Em 05 de julho de 2010, quando da visita do gerente da Autopista à Câmara, a vereadora Carmen Ruthes perguntou sobre asfaltamento e manutenção das marginais da BR 116 e foi informada que obras nas marginais não são de competência da empresa, mas pleiteiam junto a ANTT a inclusão no contrato de concessão.

A Secretaria de Meio Ambiente e Desenvolvimento Urbano encaminhou à Câmara nesta semana um ofício em resposta a Indicação Escrita nº 29/2011, que solicitava caminhão pipa para molhar as marginais da BR 116, mais precisamente nas vias do Trevo da “Maxicar” e “111”.

O secretário Milton Antunes informou que disponibilizou o caminhão pipa conforme solicitado, na tentativa de minimizar os transtornos causados pela poeira.

Nesta mesma resposta, disse que a manutenção das vias marginais é de domínio da Autopista Planalto Sul, o que inviabiliza a intervenção da Prefeitura nestas áreas. O secretário sugeriu que a empresa detentora da concessão seja responsabilizada pela manutenção destas marginais.

Em entrevista concedida a Gazeta, Milton Antunes reafirmou que a responsabilidade de manutenção das vias marginais é do DNIT com direito de explorar da Autopista, falou ainda que além de terem responsabilidade, tem prazo para todas as obras que estão no contrato de concessão, no eixo de 35 metros para cada lado, com os primeiros 500 metros do Trevo da Maxicar, do Mallon e do 111.

Milton Antunes falou ainda que a melhora da iluminação em tais vias consta no valor pago do pedágio.
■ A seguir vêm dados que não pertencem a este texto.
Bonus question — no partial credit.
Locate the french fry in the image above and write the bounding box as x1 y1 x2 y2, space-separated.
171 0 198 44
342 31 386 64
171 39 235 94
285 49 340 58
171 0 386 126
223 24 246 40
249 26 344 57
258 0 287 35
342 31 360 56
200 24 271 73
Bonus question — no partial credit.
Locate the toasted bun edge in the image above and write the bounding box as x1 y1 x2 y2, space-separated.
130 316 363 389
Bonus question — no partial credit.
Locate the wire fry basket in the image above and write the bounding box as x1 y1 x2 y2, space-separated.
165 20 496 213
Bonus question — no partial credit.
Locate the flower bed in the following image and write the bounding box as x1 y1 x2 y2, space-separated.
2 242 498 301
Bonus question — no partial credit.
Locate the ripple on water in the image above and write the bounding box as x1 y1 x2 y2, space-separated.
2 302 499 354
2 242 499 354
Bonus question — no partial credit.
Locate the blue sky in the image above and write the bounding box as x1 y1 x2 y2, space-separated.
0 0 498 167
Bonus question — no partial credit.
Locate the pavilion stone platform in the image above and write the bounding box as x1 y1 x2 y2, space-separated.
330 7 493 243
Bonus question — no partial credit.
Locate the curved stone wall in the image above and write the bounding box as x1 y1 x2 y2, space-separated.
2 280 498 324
Para sanar outras dúvidas que envolvem as obras previstas nas BR’s, Milton disse que pode fornecer cópia do contrato de concessão fornecida ao Executivo.

A reportagem da Gazeta entrou em contato com a Autopista e através de sua assessoria de comunicação tivemos a seguinte resposta:

A manutenção das marginais não está contemplada em contrato. O PER (Programa de Exploração da Rodovia) não fala em responsabilidade das marginais pela concessionária.

A inclusão das marginais no contrato está sendo estudada pela ANTT (Agência Nacional de Transportes Terrestres) mediante reequilíbrio financeiro.

Em uma decisão judicial, proveniente de uma ação impetrada por um usuário, a juíza Daniela Miola, de Rio Negro, deu o seguinte despacho:

“Tendo em vista que as vias marginais existentes no trecho quando da concessão não foram transferidas para a responsabilidade da concessionária. E que as vias marginais que se localizam no perímetro urbano são de responsabilidade dos municípios. O contrato de concessão e anexos é claro no sentido que a responsabilidade da concessionária, é em relação à rodovia e não das marginais existentes. Isto posto acolho a preliminar arguida de ilegitimidade passiva”.

Marcelo Guidini, gerente de Tráfego da empresa OHL Autopista Planalto Sul informou que obras nas marginais não são de competência da empresa, mas pleiteiam junto a ANTT a inclusão no contrato de concessão

Obras nas BR’s já foi questionamento dos vereadores

Marcelo Guidini, gerente de Tráfego da empresa OHL Autopista Planalto Sul esteve na Câmara de Vereadores no dia 05 de julho de 2010, oportunidade em que falou sobre algumas obras e também respondeu a questionamentos dos edis. O motivo da visita, naquela ocasião foi sobre a possível construção de lombadas no trevo que dá acesso a cidade de Canoinhas, na confluência entre as BR’s 116 e 280.

Na oportunidade o vereador Clesiomar Witt citou locais como o Km 11 no bairro Faxinal, Km 05 antigo 111, que também necessitavam de dispositivos de segurança para conter possíveis acidentes.

A vereadora Carmen Ruthes perguntou sobre asfaltamento e manutenção das marginais da BR 116 e o responsável pela Autopista informou que obras nas marginais não são de competência da empresa, mas pleiteiam junto a ANTT a inclusão no contrato de concessão.